I don’t have our nitty gritty cmdstan/cluster scripts on there, but if you are interested I can pass those along.

12 Likes

I’m quite excited to learn from this, thank you! @saudiwin is there any chance you could share the non map_rect Stan model with me?

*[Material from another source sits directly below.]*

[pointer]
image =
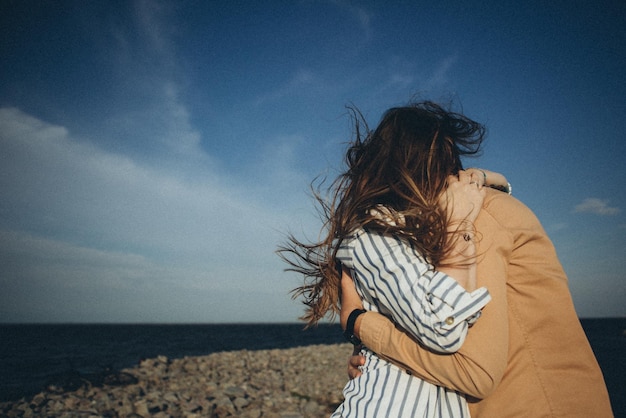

I don’t have the exact same model coded without `map_rect`, but here is a simpler 1-dimensional version of the model. I should mention that this version uses a Normally-distributed outcome as we standardized the retweet counts in an earlier version of the paper. In the current version we use Poisson as one reviewer had an allergic reaction to standardization in an earlier draft.

``````data {
int<lower=1> J;              // number of elites
int<lower=1> K;              // number of citizens
int<lower=1> N;              // number of observations
int<lower=1> T;  //number of time points
int<lower=1,upper=J> jj[N];  // elite ID for observation n
int<lower=1,upper=K> kk[N];  // citizen ID for observation n
int<lower=1> tt[N]; // t for observation N
real y[N];   // outcome for observation n
vector[T-1] time_gamma; //binary vector indicating when coup happens
int country_code[N]; //indicator for Tunisia
}
parameters {
vector[K] delta_1;                  // non-zero discriminations
vector[K] delta_0;                  // zero discriminations
matrix[T,J] alpha;               // time-varying ideal points for elites
vector[K] beta_0;                // zero difficulty of question k
vector[K] beta_1;                // zero difficulty of question k
vector[4] alpha_int; //drift
vector[4] betax; //effects of coup
real<lower=0> country; //dummy for country-level fixed effects
vector<lower=0>[4] sigma_time; //heteroskedastic variance by ideological group
real<lower=0> sigma_beta_0; //hierarchical variance for zero betas
real<lower=0> sigma_beta_1; //hierarchical variance for zero betas
real<lower=0> sigma_overall; //variance for top-level normal distribution
}

transformed parameters {
//constrain one intercept for identification
//vector[4] alpha_int_full;
//alpha_int_full = append_row(alpha_int,-sum(alpha_int));
}

model {
to_vector(alpha[1,]) ~ normal(0,3);
alpha_int ~ normal(0,3);
country ~ exponential(.1);
sigma_time ~ exponential(.1);
sigma_overall ~ exponential(.1);
sigma_beta_0 ~ exponential(.1);
sigma_beta_1 ~ exponential(.1);

//VAR priors with constraints on who influences who

alpha[2:T,1] ~ normal(alpha_int[1] + adj_in[1]*alpha[1:(T-1),1] +
betax[1]*time_gamma,
sigma_time[1]);

alpha[2:T,2] ~ normal(alpha_int[2] + adj_in[2]*alpha[1:(T-1),2] +
betax[2]*time_gamma,
sigma_time[2]);
alpha[2:T,3] ~ normal(alpha_int[3] + adj_in[3]*alpha[1:(T-1),3] +
betax[3]*time_gamma,
sigma_time[3]);

alpha[2:T,4] ~ normal(alpha_int[4] + adj_in[4]*alpha[1:(T-1),4] +
betax[4]*time_gamma,
sigma_time[4]);

//citizen priors
beta_0 ~ normal(0,sigma_beta_0);
beta_1 ~ normal(0,sigma_beta_1);
delta_1 ~ normal(0,3);
delta_0 ~ normal(0,3);
// loop over outcome
// use hurdle model for missing data (-9999)
// conditional on passing hurdle, use normal distribution IRT model with time-varying
// parameters for elites

for(n in 1:N) {
if(y[n]==-9999) {
1 ~ bernoulli_logit(delta_0[kk[n]]*(alpha[tt[n],jj[n]] + country*country_code[n])  - beta_0[kk[n]]);
} else {
0 ~ bernoulli_logit(delta_0[kk[n]]*(alpha[tt[n],jj[n]] + country*country_code[n]) - beta_0[kk[n]]);
y[n] ~ normal(delta_1[kk[n]]*(alpha[tt[n],jj[n]] + country*country_code[n]) -
beta_1[kk[n]],
1);
}
}
}

generated quantities {
matrix[T,J] alpha_country; //recalculate alpha with country intercepts included

alpha_country[,1] = alpha[,1];
alpha_country[,2] = alpha[,2] + country;
alpha_country[,3] = alpha[,3];
alpha_country[,4] = alpha[,4] + country;
}``````
2 Likes

Cool. From the paper:

Employing a cluster computer system with 700 cores, we were able to estimate a converged chain within 48 hours.9 Based on conversations with the Stan team in August 2019, we believe that this is the largest such model estimated to date.

The `map_rect` model will work without multicore. In fact, it’s sometimes faster using `map_rect` way because incremental partial evaluation of the mapped derivatives, which increases memory locality (checkpointing as it’s known in the autodiff literature).